– Hof van discipline, 15 december 2014, zaaknr. 7212, ECLI:NL:TAHVD:2014:387.
– Artikel 13 Advocatenwet.
– Alleen als hij voldoende naar de zaak van klager keek, kan de deken een verzoek tot aanwijzing van een advocaat afwijzen.
Klager diende bij de deken een verzoek in tot aanwijzing van een advocaat, zoals bedoeld in artikel 13 lid 1 Advocatenwet. De deken wees dit verzoek af. Daarover beklaagt klager zich nu bij het hof.

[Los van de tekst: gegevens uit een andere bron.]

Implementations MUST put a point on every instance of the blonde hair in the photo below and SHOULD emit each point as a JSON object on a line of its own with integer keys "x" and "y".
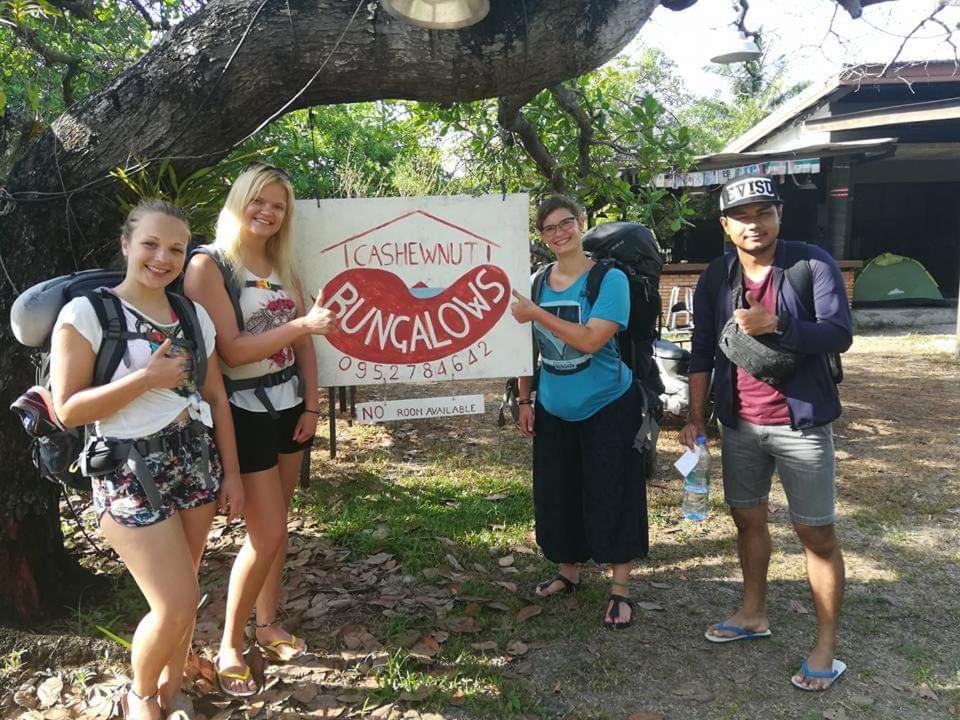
{"x": 229, "y": 223}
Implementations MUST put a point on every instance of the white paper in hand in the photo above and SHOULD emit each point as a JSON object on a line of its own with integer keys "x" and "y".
{"x": 686, "y": 462}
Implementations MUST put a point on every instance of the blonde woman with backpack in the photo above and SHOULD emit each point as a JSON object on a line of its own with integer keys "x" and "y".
{"x": 157, "y": 473}
{"x": 246, "y": 281}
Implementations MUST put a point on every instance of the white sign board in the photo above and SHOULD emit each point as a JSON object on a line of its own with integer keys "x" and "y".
{"x": 419, "y": 408}
{"x": 421, "y": 286}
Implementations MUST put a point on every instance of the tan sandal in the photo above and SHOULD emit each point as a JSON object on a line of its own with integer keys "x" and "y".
{"x": 272, "y": 650}
{"x": 243, "y": 677}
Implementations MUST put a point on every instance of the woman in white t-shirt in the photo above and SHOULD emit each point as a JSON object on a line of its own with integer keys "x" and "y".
{"x": 156, "y": 519}
{"x": 268, "y": 358}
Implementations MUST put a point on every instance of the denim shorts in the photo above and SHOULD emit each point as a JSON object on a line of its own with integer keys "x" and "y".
{"x": 178, "y": 473}
{"x": 804, "y": 460}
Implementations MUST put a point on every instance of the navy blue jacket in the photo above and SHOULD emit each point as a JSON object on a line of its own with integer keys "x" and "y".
{"x": 812, "y": 397}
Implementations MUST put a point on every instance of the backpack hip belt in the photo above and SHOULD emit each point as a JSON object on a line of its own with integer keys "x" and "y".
{"x": 103, "y": 455}
{"x": 260, "y": 384}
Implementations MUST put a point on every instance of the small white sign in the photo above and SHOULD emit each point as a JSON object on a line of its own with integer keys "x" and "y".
{"x": 687, "y": 462}
{"x": 419, "y": 408}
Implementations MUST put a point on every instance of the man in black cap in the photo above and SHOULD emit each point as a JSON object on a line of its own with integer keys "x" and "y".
{"x": 790, "y": 297}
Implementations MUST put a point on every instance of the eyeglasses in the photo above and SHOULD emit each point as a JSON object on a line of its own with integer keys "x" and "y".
{"x": 548, "y": 231}
{"x": 260, "y": 165}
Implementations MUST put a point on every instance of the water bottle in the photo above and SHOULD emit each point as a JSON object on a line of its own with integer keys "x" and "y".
{"x": 696, "y": 488}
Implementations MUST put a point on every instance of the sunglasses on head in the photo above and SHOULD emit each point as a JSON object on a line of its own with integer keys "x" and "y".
{"x": 260, "y": 165}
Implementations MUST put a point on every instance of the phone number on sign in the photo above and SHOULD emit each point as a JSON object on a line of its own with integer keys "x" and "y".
{"x": 433, "y": 370}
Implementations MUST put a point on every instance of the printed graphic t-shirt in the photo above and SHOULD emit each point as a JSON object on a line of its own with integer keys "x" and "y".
{"x": 156, "y": 408}
{"x": 265, "y": 305}
{"x": 574, "y": 385}
{"x": 759, "y": 403}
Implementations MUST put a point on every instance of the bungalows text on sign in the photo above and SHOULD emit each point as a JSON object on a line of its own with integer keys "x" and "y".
{"x": 421, "y": 286}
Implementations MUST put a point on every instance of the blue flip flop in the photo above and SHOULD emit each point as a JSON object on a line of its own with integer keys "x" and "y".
{"x": 832, "y": 675}
{"x": 741, "y": 634}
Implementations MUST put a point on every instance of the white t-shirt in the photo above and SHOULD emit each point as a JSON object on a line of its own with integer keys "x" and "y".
{"x": 156, "y": 408}
{"x": 265, "y": 308}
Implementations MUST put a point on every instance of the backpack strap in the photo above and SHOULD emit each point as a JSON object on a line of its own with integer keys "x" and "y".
{"x": 799, "y": 273}
{"x": 800, "y": 276}
{"x": 113, "y": 323}
{"x": 594, "y": 280}
{"x": 536, "y": 290}
{"x": 229, "y": 280}
{"x": 715, "y": 276}
{"x": 190, "y": 324}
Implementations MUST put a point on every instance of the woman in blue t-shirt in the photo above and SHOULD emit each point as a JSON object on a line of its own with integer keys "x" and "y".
{"x": 589, "y": 492}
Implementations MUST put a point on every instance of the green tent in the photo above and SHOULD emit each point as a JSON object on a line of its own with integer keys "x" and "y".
{"x": 890, "y": 280}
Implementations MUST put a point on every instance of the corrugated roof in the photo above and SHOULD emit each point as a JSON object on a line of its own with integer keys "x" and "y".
{"x": 845, "y": 82}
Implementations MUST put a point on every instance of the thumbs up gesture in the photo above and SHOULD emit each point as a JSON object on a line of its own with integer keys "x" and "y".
{"x": 319, "y": 320}
{"x": 754, "y": 319}
{"x": 165, "y": 370}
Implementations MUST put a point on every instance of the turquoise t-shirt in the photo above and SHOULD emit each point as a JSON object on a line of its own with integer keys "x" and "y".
{"x": 574, "y": 385}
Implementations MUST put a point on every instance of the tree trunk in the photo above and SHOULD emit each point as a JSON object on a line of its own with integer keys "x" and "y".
{"x": 182, "y": 100}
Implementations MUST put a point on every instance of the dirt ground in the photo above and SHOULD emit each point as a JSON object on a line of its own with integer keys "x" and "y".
{"x": 472, "y": 654}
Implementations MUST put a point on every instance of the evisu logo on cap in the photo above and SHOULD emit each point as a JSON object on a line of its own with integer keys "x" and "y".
{"x": 746, "y": 190}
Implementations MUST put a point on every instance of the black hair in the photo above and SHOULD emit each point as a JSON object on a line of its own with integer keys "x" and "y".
{"x": 556, "y": 202}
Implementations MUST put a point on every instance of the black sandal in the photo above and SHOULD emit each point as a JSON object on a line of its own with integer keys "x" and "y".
{"x": 569, "y": 586}
{"x": 615, "y": 612}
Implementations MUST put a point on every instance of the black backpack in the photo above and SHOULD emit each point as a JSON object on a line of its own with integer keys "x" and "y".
{"x": 55, "y": 449}
{"x": 798, "y": 273}
{"x": 632, "y": 249}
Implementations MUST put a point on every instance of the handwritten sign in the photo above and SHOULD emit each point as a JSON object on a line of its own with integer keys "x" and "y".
{"x": 421, "y": 286}
{"x": 419, "y": 408}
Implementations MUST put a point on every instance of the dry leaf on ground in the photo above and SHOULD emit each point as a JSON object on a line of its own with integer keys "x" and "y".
{"x": 528, "y": 612}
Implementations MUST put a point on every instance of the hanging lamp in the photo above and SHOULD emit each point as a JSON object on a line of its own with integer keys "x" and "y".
{"x": 438, "y": 14}
{"x": 743, "y": 49}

Het hof overweegt dat artikel 13 lid 2 Advocatenwet bepaalt dat de deken een verzoek tot aanwijzing slechts wegens gegronde redenen kan afwijzen. Het enkele gegeven dat er volgens de deurwaarder vóór noch na de beslaglegging voldoende gegevens zijn verstrekt, betekent – anders dan de deken meende – niet dat de zaak van klager kansloos is. De deurwaarder heeft de inkomenspositie van klager niet meegenomen bij de berekening van de beslagvrije voet, omdat deze niet voldoende leesbaar zou zijn. Nergens blijkt uit dat de bewuste stukken daarna opnieuw aan de deurwaarder zijn gezonden, of dat de deurwaarder op basis van de informatie alsnog de beslagvrije voet heeft geprobeerd te berekenen. Ook verder is het hof niet gebleken dat met de financiële positie die klager stelt te hebben rekening is gehouden.
Het hof oordeelt dat er onvoldoende naar de zaak van klager is gekeken. Het is niet uit te sluiten dat die anders zal uitpakken als de deurwaarder (nadere) informatie krijgt. Ook sluit het hof niet uit dat er wel degelijk een moment is geweest, en nog kan komen, waarop een advocaat klager had kunnen – en alsnog kan – bijstaan bij het treffen van een betalingsregeling.
Beklag gegrond; de deken moet het verzoek van klager opnieuw behandelen.